Type "exit<RETURN>" to leave the HBase Shell
Version 0.90.4, r1150278, Sun Jul 24 15:53:29 PDT 2011

hbase(main):001:0> list
TABLE webpage
1 row(s) in 0.5270 seconds

Install Nutch

install ant
[root@netfox ~]# apt-get install ant
switch user and folder
[root@netfox ~]# su hadoop
[hadoop@netfox root]$ cd ~
get nutch tar file
[hadoop@netfox ~]$ wget http://www.eu.apache.org/dist/nutch/2.2.1/apache-nutch-2.2.1-src.tar.gz
untar this file
[hadoop@netfox webcrawer]$ tar -vxf apache-nutch-2.2.1-src.tar.gz
add to /etc/profile

export NUTCH_HOME=/home/hadoop/webcrawer/apache-nutch-2.2.1
export PATH=$NUTCH_HOME/runtime/deploy/bin:$HADOOP_HOME/bin:$HBASE_HOME/bin:$JAVA_HOME/bin:$PATH
change /home/hadoop/webcrawer/apache-nutch-2.2.1/conf/hbase-site.xml as below
<?xml version="1.0"?>
<?xml-stylesheet type="text/xsl" href="configuration.xsl"?>

<configuration>

  <property>
    <name>hbase.rootdir</name>
    <value>hdfs://master:9001/hbase</value>
  </property>

  <property>
    <name>hbase.cluster.distributed</name>
    <value>true</value>
  </property>

  <property>
    <name>hbase.zookeeper.quorum</name>
    <value>localhost</value>
  </property>

</configuration>
change /home/hadoop/webcrawer/apache-nutch-2.2.1/conf/nutch-site.xml as below
<?xml version="1.0"?>
<?xml-stylesheet type="text/xsl" href="configuration.xsl"?>



<configuration>

    <property>
        <name>storage.data.store.class</name>
        <value>org.apache.gora.hbase.store.HBaseStore</value>
        <description>Default class for storing data</description>
    </property>
    <property>
        <name>http.agent.name</name>
        <value>NutchCrawler</value>
    </property>
    <property>
        <name>http.robots.agents</name>
        <value>NutchCrawler,*</value>
    </property>

</configuration>
Uncomment the following in the /home/hadoop/webcrawer/apache-nutch-2.2.1/ivy/ivy.xml file
<dependency org="org.apache.gora" name="gora-hbase" rev="0.2"
conf="*->default" />
add to /home/hadoop/webcrawer/apache-nutch-2.2.1/conf/gora.properties file
gora.datastore.default=org.apache.gora.hbase.store.HBaseStore
go to nutch installation folder(/home/hadoop/webcrawer/apache-nutch-2.2.1) and run
ant clean
ant runtime
Create a directory in HDFS to upload the seed urls.
[hadoop@netfox ~]$ hadoop dfs -mkdir urls
Create a text file with the seed URLs for the crawl.
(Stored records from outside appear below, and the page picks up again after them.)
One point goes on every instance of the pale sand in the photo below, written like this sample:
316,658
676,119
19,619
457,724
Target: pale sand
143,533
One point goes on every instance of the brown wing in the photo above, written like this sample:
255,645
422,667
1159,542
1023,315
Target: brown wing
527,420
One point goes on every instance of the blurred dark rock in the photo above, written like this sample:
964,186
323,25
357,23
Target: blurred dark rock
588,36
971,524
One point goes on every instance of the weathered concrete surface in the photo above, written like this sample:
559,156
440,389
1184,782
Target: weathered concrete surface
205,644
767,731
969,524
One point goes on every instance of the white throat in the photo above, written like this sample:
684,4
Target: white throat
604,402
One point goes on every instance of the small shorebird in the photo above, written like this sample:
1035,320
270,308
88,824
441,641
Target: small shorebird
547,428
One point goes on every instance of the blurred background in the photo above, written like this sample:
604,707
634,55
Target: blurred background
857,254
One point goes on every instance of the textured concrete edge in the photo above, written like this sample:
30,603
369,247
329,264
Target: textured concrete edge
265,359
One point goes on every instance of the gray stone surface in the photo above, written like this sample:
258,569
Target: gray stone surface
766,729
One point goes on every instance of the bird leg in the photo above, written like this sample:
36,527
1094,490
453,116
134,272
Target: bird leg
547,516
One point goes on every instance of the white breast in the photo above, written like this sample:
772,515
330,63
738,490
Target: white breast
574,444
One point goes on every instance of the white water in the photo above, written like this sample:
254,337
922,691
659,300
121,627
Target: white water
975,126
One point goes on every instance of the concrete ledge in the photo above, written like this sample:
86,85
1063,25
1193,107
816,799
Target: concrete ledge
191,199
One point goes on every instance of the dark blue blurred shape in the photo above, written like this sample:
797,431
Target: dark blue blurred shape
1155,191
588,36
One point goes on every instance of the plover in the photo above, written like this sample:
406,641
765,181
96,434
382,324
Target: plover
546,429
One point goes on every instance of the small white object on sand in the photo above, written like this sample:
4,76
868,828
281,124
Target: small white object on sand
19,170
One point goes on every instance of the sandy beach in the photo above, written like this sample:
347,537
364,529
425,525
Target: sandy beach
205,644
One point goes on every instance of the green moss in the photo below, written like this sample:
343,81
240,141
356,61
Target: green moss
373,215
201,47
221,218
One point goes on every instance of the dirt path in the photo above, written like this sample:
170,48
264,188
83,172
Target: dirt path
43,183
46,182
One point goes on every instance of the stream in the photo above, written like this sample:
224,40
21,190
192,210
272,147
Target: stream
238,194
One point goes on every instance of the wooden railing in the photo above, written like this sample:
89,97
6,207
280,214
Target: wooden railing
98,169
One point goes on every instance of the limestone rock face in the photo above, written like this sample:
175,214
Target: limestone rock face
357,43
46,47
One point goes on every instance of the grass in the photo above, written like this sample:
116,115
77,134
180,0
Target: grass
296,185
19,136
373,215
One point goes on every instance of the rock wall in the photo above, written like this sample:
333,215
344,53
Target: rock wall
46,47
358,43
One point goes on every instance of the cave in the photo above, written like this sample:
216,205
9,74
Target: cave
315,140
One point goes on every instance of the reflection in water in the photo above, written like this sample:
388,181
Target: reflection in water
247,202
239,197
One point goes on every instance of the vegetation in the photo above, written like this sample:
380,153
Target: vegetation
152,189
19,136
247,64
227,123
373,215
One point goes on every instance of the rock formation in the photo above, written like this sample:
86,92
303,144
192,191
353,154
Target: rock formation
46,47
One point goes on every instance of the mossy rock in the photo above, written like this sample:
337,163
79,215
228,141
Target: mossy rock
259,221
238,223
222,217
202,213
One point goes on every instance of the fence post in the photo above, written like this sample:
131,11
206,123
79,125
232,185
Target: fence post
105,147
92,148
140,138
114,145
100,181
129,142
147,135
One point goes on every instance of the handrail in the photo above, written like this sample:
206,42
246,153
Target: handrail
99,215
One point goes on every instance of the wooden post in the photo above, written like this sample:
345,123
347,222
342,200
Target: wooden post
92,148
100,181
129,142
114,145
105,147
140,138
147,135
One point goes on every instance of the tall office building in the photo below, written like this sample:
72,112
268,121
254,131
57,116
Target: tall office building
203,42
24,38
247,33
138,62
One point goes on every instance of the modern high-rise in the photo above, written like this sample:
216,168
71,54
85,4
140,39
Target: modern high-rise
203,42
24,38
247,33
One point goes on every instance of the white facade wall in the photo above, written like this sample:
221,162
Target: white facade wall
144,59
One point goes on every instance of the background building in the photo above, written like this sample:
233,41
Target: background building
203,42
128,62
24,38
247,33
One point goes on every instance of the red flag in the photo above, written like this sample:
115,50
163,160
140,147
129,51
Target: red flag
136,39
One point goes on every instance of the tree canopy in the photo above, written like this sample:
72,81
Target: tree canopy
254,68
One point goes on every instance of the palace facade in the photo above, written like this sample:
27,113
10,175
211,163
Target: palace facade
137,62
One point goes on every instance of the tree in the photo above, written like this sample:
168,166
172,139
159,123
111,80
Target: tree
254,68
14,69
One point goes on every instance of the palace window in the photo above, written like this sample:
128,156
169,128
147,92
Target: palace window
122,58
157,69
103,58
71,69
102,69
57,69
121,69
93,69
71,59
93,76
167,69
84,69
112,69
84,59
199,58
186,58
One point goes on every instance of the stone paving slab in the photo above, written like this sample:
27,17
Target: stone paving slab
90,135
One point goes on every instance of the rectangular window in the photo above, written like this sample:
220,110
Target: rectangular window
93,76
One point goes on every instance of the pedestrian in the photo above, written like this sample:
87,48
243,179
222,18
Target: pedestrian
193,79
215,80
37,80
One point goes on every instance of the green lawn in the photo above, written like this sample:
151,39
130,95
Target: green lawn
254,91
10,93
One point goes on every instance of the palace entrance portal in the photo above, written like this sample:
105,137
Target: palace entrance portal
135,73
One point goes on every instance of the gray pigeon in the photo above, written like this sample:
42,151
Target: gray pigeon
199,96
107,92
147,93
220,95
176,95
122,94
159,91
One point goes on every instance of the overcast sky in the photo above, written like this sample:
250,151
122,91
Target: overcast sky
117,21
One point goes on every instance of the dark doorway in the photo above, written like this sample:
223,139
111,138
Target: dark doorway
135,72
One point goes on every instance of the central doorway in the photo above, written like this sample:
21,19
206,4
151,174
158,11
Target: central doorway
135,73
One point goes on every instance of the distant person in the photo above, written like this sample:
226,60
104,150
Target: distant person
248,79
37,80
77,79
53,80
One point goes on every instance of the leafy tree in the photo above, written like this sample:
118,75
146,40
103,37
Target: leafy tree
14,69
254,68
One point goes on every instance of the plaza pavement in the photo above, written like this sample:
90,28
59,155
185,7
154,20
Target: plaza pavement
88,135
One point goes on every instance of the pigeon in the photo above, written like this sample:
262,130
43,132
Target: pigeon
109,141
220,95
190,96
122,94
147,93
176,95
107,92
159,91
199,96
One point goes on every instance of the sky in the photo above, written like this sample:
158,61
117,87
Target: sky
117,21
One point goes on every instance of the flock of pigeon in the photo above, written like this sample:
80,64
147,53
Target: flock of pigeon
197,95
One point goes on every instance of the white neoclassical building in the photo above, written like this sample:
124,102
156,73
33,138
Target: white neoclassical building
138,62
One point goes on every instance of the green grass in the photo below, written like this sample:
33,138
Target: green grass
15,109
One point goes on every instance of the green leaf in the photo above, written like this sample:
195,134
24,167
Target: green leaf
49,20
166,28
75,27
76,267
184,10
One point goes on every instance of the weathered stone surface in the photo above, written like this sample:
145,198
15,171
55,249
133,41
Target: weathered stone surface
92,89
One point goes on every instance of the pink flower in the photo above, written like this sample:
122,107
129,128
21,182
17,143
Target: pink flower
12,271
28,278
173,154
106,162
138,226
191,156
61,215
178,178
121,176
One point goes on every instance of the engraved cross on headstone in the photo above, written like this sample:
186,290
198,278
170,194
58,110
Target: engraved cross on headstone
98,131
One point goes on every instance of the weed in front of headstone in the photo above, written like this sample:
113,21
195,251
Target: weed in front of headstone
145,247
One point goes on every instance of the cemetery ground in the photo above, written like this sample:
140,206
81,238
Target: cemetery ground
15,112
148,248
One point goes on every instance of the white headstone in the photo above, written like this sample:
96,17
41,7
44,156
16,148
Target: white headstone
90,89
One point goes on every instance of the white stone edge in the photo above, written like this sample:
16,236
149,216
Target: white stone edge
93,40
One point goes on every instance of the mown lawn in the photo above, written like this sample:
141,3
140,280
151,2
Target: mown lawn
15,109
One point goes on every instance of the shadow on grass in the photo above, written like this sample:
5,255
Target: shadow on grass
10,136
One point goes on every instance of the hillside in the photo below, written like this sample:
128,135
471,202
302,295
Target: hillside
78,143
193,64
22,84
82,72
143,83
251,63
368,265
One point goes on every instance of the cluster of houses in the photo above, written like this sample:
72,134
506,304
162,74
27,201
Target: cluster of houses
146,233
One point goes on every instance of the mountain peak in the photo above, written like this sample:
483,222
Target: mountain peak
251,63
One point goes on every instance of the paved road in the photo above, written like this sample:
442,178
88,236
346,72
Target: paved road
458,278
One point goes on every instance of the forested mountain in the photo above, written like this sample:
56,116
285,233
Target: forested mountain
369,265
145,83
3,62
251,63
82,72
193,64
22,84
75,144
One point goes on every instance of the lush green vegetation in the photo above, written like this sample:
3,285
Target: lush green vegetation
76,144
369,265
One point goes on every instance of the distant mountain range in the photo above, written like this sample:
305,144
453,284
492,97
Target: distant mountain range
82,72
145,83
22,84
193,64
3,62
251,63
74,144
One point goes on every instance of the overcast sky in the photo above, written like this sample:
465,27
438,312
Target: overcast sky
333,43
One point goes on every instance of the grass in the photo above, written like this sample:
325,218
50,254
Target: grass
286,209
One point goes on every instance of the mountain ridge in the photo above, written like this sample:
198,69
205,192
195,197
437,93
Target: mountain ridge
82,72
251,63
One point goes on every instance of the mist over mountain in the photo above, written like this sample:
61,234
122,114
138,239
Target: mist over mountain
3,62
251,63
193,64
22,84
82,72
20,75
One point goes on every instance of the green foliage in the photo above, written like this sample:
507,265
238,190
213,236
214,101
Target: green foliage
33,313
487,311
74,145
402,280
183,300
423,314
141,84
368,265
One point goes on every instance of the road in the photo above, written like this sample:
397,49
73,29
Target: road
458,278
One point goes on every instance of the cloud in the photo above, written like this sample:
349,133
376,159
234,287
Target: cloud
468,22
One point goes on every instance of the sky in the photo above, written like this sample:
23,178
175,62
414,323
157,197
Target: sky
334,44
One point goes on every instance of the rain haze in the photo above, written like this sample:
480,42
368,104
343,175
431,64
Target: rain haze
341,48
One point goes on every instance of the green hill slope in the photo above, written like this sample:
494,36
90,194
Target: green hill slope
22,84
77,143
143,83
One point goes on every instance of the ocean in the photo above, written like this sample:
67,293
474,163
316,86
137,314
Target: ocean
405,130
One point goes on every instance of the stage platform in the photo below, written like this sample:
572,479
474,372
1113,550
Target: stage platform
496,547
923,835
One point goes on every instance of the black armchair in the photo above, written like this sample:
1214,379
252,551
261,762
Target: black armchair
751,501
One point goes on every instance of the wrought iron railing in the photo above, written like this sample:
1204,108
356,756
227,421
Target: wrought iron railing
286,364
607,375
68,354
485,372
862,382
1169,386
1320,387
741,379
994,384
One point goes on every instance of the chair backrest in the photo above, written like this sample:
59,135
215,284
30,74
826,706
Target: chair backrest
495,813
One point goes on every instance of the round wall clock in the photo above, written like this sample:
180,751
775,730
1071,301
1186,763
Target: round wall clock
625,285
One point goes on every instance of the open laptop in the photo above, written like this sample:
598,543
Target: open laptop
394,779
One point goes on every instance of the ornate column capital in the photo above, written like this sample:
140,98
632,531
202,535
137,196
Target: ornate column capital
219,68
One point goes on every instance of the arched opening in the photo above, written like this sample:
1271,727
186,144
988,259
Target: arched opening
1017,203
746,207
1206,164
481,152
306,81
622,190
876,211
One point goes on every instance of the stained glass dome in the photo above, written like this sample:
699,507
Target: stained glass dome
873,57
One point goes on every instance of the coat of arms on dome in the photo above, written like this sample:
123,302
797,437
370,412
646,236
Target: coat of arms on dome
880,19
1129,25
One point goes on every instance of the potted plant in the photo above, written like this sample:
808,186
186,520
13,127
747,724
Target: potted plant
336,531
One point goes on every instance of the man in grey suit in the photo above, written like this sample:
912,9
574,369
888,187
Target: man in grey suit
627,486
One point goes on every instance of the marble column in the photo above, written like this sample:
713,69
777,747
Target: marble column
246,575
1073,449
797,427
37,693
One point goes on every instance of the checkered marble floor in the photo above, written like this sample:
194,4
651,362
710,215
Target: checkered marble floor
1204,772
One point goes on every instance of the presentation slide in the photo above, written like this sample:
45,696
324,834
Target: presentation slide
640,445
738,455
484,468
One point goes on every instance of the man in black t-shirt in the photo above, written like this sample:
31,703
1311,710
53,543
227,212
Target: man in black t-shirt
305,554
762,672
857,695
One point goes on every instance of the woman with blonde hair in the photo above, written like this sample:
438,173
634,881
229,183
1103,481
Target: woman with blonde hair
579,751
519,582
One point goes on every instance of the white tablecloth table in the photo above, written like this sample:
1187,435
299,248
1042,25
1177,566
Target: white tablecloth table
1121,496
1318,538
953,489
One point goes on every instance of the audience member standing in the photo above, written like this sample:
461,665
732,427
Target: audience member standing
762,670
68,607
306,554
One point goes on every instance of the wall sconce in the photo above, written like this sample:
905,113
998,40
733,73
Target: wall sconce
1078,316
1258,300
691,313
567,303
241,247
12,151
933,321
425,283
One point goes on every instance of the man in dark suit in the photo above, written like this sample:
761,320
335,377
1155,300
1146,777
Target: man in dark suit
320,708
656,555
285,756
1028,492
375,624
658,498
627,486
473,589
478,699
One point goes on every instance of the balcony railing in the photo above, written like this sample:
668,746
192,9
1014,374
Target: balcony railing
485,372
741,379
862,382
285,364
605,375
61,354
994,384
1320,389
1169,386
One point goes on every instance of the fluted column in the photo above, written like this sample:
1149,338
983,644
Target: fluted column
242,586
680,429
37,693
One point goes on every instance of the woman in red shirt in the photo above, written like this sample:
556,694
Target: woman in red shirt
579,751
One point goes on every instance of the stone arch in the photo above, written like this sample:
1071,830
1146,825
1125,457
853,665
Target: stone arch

Upload the seed URLs file to the directory created in the above step
[hadoop@netfox ~]$ hadoop dfs -put seed.txt urls
Issue the following command from inside the copied deploy directory in the
JobTracker node to inject the seed URLs to the Nutch database and to generate the
initial fetch list(-topN <N> - number of top URLs to be selected, default is Long.MAX_VALUE )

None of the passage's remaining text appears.